HK:PM: Greg Girard’s Images of a Lost Hong Kong Light Up Victoria Harbour
Since early July, one of the world’s largest museum media screens has become a window into a vanished city.
Running nightly until September 28, on the vast M+ Facade in Hong Kong, HK:PM, is a moving-image project by Canadian photographer Greg Girard. Composed of animated photographs from Girard’s personal archive, the work offers a luminous, immersive portrait of Hong Kong during the late 20th century, a time of unprecedented transformation, known as the city's 'Golden Age'.
Located on the West Kowloon waterfront, the M+ Facade spans 65 metres tall by 110 metres wide, overlooking Victoria Harbour. Visible from Hong Kong Island and far beyond, it functions as a kind of monumental cinematic canvas: a public screen that blends architecture, moving image, and the city itself. Since M+ opened in 2021, the screen has hosted works by major international and local artists, but few resonate as intimately with the city’s history as Girard’s.
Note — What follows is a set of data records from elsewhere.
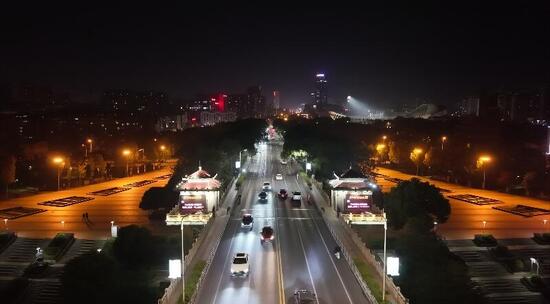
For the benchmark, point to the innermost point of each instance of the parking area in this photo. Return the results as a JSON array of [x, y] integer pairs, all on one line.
[[500, 273], [140, 183], [523, 210], [66, 201], [18, 284], [17, 212], [475, 199], [109, 191]]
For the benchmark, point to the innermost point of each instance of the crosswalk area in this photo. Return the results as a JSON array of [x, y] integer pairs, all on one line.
[[43, 286]]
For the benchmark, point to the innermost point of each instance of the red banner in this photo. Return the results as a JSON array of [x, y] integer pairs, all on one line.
[[357, 203], [192, 203]]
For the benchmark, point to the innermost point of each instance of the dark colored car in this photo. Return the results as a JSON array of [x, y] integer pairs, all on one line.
[[283, 194], [267, 234], [303, 296]]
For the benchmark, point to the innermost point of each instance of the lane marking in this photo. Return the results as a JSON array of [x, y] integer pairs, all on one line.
[[332, 260], [307, 265], [224, 263]]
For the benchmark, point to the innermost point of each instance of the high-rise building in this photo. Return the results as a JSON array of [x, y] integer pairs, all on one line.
[[276, 100], [256, 101], [320, 94]]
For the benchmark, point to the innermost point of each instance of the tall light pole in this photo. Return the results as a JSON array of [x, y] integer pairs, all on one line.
[[162, 149], [240, 156], [126, 153], [482, 163], [60, 162], [91, 142], [417, 152], [182, 265], [385, 260]]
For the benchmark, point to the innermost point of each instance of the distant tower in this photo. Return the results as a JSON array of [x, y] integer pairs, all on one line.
[[276, 100], [320, 94]]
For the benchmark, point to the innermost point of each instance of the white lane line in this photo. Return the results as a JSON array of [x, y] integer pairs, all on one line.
[[307, 265], [224, 263], [332, 260]]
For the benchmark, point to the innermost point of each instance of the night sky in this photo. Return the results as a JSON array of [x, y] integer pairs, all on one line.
[[384, 55]]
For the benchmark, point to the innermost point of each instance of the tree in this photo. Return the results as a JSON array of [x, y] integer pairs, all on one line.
[[416, 205], [90, 278], [7, 170], [134, 247]]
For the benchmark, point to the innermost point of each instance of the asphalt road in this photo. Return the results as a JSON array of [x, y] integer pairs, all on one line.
[[300, 257], [122, 208]]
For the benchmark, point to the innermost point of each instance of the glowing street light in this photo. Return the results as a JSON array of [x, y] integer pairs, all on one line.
[[482, 163], [126, 153], [91, 142], [416, 153], [60, 162]]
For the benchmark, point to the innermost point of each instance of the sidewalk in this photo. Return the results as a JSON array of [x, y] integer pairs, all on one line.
[[346, 236], [468, 219], [208, 241]]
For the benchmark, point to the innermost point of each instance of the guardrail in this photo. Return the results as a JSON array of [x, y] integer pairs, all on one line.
[[169, 293], [351, 263], [371, 259]]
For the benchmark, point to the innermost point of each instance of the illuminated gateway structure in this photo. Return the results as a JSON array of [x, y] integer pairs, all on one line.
[[351, 194], [199, 197]]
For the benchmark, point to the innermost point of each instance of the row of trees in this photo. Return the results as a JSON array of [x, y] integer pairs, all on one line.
[[448, 149], [123, 272], [429, 273]]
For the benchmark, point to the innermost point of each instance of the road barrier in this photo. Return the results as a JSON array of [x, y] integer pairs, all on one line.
[[391, 288]]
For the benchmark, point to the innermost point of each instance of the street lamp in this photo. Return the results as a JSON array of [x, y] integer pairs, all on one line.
[[182, 264], [482, 163], [380, 149], [91, 142], [417, 152], [162, 149], [126, 153], [60, 162], [240, 157]]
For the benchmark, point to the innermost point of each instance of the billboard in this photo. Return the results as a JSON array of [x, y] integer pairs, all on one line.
[[192, 203], [357, 203]]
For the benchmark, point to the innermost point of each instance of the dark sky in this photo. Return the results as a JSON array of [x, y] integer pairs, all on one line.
[[383, 55]]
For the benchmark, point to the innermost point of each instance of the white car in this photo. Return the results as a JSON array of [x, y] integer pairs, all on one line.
[[247, 221], [296, 196], [240, 265]]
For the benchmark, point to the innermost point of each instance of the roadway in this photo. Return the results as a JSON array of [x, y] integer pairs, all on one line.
[[122, 208], [467, 219], [300, 257]]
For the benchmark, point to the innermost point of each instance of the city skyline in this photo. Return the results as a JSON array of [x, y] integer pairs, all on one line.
[[381, 56]]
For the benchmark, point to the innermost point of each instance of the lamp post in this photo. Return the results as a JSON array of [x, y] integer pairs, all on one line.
[[126, 153], [59, 161], [182, 264], [385, 260], [162, 149], [482, 163], [417, 152], [240, 156]]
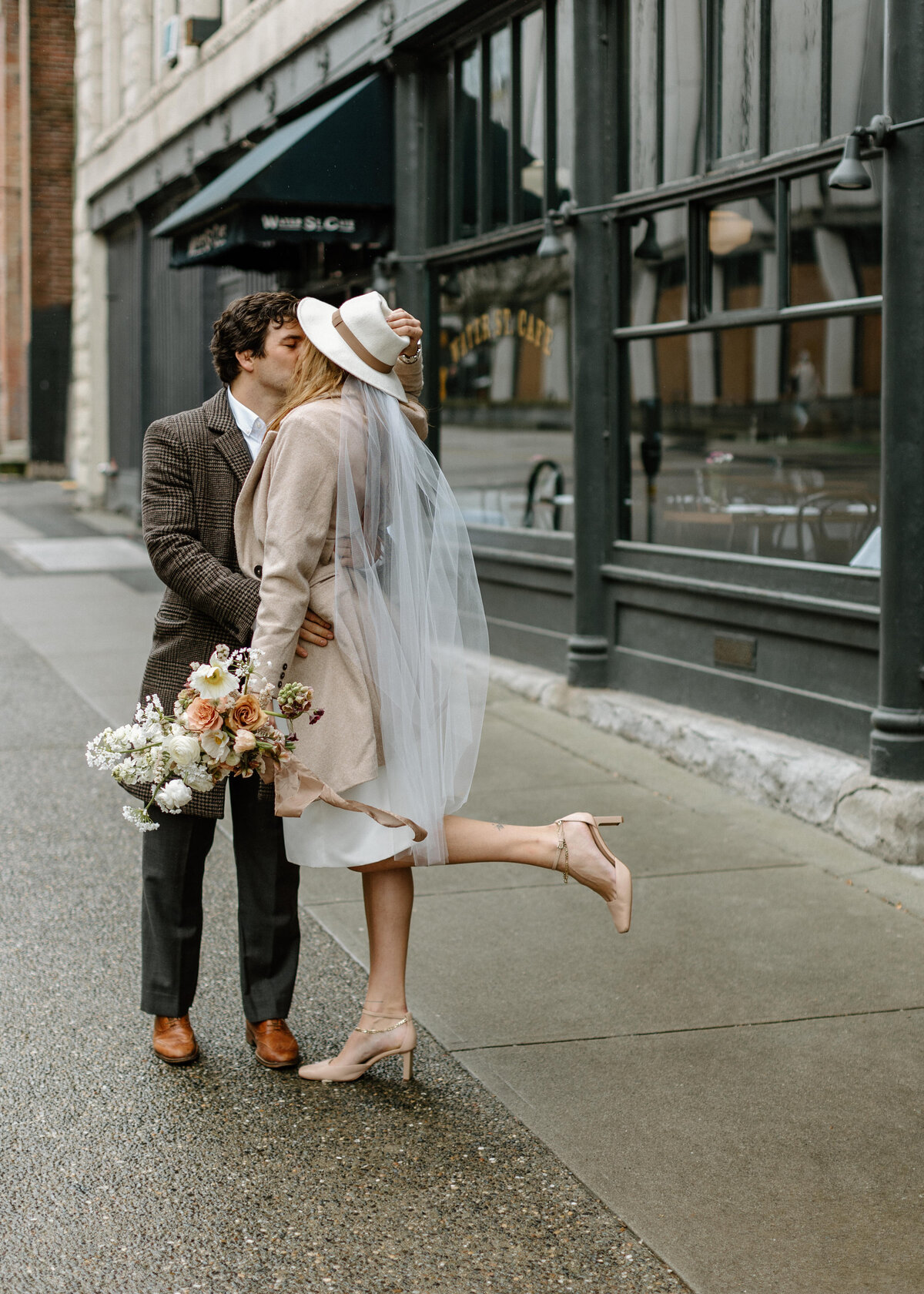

Though born and raised in Vancouver, it is Greg Girard’s depictions of East Asia—where he has spent much of his working life—for which he is best known, documenting the shifting face of some of the region’s largest metropolises. He first visited Hong Kong in 1974 and settled there in 1982, staying for over a decade during a pivotal period often referred to as the city’s “Golden Age.” The stock market had just been incorporated, wealth was booming, and a distinct visual culture was emerging: cosmopolitan, kinetic, and drenched in colour.
Girard photographed his new home day and night, capturing both the glitz and the grit: the frenetic energy of Central and Tsim Sha Tsui, the surreal density of the infamous, and now demolished, Kowloon Walled City, and the ever-present glow of neon signs. He documented nightclubs, back alleys, love hotels, airports, and waterfronts, often shooting long exposures on slide film that heightened the saturated hues and luminous atmosphere of the city at night.
In HK:PM, these still images are brought to life through careful animation. Street scenes blur with motion, neon signs flicker, aircraft descend between tower blocks, and beloved icons from the worlds of film and music reappear. The sequences unfold like a dream, poetic, haunting, beautiful. Many of the places Girard photographed have since vanished; others are barely recognisable.
In this context, the M+ Facade becomes more than just a screen. It acts as a vessel for memory: public, cinematic, and architectural. Girard’s vision of Hong Kong is not nostalgic in the conventional sense. It’s observant, moody, and alive with the contradictions of the era: anonymity and glamour, density and disconnection, speed and stillness.
HK:PM is on show nightly on M+ Facade until Sep 28.